1. Active subprocessors
| Subprocessor | Purpose | Data categories | Location |
|---|---|---|---|
| Google Cloud Platform | Compute, managed PostgreSQL, object storage, backups. | All customer data at rest. | United States. |
| Cloudflare | CDN, WAF, DNS, DDoS protection, TLS termination. | In-transit traffic only; no persistent storage of customer data. | Global edge; US legal entity. |
| Intuit (QuickBooks Online) | Accounting integration. Tenants authorize their own QuickBooks data access via OAuth. | Tenant chart of accounts, transactions, vendors, customers (as authorized by the tenant). | United States. |
| Plaid Inc. | Bank account connectivity for transaction ingestion. Tenants authorize via Plaid Link. | Bank account metadata, transaction history, balances. | United States. |
| Stripe | Subscription billing, payment processing. | Tenant billing identifiers, subscription state, payment method tokens. No card numbers persist in Bella. | United States. |
| Twilio | SMS and voice for customer-facing messaging. | Recipient phone numbers, message content, delivery status. | United States. |
| Telnyx | SMS / voice for selected tenant routing. | Recipient phone numbers, message content, delivery status. | United States. |
| OpenAI | AI inference for selected features (voice agent, conversation assist). | Feature-specific prompt content only. | United States. |
| Anthropic | AI inference for color analysis, dispense coaching, and messaging assist. | Feature-specific prompt content only. | United States. |
| Google (Ads & Business Profile) | Advertising platform integration for tenants who opt in. | Ad-campaign data, conversion events, business profile data (as authorized by the tenant). | United States. |
AI providers (OpenAI, Anthropic) process only the feature-specific input data necessary to deliver enabled AI features. Bella does not transmit customer financial credentials, bank account numbers, or restricted-classification data to AI providers. Where the provider offers a no-training option for API traffic, Bella uses it.
2. Vendor security review process
- Pre-onboarding review — before integrating any new subprocessor that will touch confidential or restricted-classification customer data, Bella reviews their security posture: SOC 2 or ISO 27001 report where available, data processing terms, breach notification commitments, sub-subprocessor list, and data location.
- Risk acceptance — the integration is approved by the policy owner with a brief written justification recorded internally.

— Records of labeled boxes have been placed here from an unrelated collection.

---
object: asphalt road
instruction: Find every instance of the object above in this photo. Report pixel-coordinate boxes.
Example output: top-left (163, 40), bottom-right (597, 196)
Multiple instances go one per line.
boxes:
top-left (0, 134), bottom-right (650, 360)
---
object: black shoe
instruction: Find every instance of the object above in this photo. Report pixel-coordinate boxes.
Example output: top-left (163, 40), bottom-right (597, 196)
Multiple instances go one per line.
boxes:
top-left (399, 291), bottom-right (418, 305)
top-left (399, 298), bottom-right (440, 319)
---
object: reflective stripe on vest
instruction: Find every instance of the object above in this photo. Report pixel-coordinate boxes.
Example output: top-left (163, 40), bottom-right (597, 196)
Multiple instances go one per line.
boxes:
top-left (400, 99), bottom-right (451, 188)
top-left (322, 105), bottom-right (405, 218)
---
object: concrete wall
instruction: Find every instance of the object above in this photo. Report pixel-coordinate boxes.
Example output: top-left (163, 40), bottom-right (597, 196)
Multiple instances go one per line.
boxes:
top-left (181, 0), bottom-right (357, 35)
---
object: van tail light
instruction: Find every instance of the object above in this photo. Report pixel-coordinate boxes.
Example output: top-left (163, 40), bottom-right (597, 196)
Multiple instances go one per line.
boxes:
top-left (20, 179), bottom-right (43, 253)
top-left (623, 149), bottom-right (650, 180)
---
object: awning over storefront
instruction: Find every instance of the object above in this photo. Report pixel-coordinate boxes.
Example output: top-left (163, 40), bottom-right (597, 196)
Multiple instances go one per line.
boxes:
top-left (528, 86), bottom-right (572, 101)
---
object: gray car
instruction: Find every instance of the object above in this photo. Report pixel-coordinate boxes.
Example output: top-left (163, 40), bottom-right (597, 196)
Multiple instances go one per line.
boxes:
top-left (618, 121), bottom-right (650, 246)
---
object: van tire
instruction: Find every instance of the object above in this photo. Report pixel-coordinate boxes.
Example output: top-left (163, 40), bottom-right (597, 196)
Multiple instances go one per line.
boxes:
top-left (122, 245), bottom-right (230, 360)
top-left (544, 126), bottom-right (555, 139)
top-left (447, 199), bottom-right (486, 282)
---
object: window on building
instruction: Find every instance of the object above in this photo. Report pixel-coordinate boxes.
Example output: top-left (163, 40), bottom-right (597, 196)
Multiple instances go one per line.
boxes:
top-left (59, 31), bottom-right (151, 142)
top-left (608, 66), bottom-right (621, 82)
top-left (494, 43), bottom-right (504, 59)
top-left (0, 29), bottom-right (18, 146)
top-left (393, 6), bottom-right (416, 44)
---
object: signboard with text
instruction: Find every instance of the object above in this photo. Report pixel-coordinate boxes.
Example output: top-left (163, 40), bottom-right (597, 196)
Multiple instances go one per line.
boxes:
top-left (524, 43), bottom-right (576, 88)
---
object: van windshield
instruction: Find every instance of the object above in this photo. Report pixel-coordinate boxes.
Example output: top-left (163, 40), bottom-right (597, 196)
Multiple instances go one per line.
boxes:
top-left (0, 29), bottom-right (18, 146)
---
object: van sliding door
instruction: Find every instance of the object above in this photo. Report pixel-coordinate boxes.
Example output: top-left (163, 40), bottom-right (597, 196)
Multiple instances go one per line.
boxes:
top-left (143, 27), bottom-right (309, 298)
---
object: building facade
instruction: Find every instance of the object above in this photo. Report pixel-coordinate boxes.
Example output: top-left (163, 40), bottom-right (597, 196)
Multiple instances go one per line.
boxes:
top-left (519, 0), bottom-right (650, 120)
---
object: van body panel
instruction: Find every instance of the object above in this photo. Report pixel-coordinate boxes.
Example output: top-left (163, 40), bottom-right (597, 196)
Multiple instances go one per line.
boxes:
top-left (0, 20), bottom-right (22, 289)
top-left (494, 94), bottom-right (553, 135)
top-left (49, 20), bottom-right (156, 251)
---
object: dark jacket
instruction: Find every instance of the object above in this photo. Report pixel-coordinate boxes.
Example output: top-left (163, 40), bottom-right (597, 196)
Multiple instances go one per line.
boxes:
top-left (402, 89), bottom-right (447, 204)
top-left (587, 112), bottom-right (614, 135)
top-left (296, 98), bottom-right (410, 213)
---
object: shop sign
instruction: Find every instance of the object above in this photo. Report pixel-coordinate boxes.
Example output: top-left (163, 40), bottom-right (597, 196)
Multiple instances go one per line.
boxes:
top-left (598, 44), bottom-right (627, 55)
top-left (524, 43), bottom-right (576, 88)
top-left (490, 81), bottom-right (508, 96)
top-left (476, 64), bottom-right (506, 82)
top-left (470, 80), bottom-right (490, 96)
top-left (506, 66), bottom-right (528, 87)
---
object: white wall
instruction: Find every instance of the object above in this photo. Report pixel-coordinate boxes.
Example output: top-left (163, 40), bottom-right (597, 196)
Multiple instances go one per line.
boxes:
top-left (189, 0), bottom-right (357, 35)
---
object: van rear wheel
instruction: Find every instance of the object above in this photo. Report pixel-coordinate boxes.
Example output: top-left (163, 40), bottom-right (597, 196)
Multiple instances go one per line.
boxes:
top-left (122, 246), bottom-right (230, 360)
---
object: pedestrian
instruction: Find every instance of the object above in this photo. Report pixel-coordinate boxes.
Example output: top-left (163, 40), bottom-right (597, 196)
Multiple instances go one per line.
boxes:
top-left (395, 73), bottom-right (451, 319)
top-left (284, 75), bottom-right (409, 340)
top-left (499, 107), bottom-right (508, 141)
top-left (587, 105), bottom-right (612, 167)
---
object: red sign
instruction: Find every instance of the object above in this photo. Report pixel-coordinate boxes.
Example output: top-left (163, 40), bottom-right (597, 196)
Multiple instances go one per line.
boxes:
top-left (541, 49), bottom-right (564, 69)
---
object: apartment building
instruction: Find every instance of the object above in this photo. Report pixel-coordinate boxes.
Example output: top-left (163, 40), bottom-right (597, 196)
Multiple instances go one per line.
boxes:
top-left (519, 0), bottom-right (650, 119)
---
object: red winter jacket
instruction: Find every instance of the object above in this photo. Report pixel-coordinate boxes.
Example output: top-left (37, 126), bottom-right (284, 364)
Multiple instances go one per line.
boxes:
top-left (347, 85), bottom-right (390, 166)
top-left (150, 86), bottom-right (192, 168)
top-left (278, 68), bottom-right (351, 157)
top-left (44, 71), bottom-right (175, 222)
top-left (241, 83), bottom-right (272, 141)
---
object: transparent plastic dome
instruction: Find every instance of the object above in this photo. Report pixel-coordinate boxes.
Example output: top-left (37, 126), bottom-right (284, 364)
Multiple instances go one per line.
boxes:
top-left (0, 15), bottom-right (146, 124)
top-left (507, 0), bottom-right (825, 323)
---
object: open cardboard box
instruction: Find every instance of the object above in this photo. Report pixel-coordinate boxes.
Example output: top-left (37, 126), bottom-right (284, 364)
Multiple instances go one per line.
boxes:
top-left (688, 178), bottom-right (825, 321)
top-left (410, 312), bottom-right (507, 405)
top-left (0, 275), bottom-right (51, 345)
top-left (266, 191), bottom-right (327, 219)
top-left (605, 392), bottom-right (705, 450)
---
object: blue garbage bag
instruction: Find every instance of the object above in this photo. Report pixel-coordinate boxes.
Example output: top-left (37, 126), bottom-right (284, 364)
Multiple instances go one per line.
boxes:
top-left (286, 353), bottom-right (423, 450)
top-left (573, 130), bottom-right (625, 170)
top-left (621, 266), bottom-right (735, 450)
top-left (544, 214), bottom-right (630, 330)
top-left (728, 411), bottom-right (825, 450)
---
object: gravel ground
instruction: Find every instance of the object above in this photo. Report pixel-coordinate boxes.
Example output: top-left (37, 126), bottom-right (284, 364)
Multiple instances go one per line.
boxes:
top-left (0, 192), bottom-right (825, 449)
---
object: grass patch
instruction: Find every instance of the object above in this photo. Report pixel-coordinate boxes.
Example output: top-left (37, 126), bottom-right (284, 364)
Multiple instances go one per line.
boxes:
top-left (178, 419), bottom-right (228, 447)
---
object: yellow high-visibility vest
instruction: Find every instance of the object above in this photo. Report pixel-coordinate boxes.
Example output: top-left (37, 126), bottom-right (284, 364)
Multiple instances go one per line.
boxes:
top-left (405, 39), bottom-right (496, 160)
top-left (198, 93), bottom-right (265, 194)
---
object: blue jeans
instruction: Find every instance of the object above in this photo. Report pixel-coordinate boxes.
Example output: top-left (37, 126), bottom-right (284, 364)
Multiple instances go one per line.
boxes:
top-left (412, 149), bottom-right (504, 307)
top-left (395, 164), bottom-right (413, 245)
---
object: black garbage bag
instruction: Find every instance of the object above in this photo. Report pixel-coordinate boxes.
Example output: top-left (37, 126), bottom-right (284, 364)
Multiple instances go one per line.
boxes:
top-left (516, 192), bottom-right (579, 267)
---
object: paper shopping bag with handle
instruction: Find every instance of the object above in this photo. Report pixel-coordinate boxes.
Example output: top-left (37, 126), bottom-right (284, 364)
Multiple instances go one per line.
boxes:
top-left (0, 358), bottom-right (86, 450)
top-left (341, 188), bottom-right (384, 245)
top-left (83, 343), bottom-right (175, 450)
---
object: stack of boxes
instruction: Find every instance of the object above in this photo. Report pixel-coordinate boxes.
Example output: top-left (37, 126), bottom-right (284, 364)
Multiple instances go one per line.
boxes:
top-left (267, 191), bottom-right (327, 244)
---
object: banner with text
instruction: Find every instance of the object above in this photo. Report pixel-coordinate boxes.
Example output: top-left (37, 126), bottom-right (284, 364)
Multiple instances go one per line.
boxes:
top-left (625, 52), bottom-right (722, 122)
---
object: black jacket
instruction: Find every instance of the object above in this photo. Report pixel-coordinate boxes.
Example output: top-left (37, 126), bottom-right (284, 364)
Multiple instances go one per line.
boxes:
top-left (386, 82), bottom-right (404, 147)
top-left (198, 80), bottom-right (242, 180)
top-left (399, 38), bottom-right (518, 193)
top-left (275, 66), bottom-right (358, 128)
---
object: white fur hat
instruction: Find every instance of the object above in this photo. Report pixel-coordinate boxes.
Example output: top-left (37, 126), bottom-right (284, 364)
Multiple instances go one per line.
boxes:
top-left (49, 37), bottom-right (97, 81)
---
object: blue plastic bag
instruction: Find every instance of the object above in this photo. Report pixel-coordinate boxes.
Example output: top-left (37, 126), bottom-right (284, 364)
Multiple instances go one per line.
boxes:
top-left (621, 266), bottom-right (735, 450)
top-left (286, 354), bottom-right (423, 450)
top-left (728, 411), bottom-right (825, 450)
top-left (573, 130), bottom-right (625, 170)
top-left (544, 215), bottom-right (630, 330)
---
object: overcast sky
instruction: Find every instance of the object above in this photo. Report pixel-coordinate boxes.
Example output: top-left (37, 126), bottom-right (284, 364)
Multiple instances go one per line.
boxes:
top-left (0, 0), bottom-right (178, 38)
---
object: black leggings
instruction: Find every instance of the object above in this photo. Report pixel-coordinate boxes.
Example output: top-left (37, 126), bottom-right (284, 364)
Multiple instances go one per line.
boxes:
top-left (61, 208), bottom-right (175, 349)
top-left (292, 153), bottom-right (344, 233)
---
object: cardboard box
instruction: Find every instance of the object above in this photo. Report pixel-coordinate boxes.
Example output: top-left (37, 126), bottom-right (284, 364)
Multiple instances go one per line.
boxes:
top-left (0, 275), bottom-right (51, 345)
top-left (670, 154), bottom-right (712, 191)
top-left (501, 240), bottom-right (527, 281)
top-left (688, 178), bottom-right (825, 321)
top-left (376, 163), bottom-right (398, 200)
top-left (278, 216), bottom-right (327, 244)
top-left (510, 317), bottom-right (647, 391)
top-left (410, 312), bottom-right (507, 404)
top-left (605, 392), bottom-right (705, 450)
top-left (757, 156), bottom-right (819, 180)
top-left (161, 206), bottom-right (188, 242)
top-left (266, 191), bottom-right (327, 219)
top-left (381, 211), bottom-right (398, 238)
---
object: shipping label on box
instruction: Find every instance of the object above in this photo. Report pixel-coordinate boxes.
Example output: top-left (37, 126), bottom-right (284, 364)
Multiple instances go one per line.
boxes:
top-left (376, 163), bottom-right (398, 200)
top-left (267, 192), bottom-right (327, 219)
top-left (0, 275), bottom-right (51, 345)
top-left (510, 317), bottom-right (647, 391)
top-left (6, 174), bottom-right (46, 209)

- Annual review — each subprocessor is re-reviewed at least annually. Material changes in the provider's posture (loss of certification, security incident, change of ownership) are reviewed promptly.
- Termination — when a subprocessor is removed, any access tokens are revoked, persisted data is purged from Bella consistent with the Retention Policy, and the data the provider holds is deleted per the contractual terms.
3. Notification of changes
Material changes to this list (a new subprocessor handling confidential or restricted-classification data, removal of an active one) are reflected here. Tenants on contracts that include a subprocessor-notification commitment are notified directly via email at the contact on file.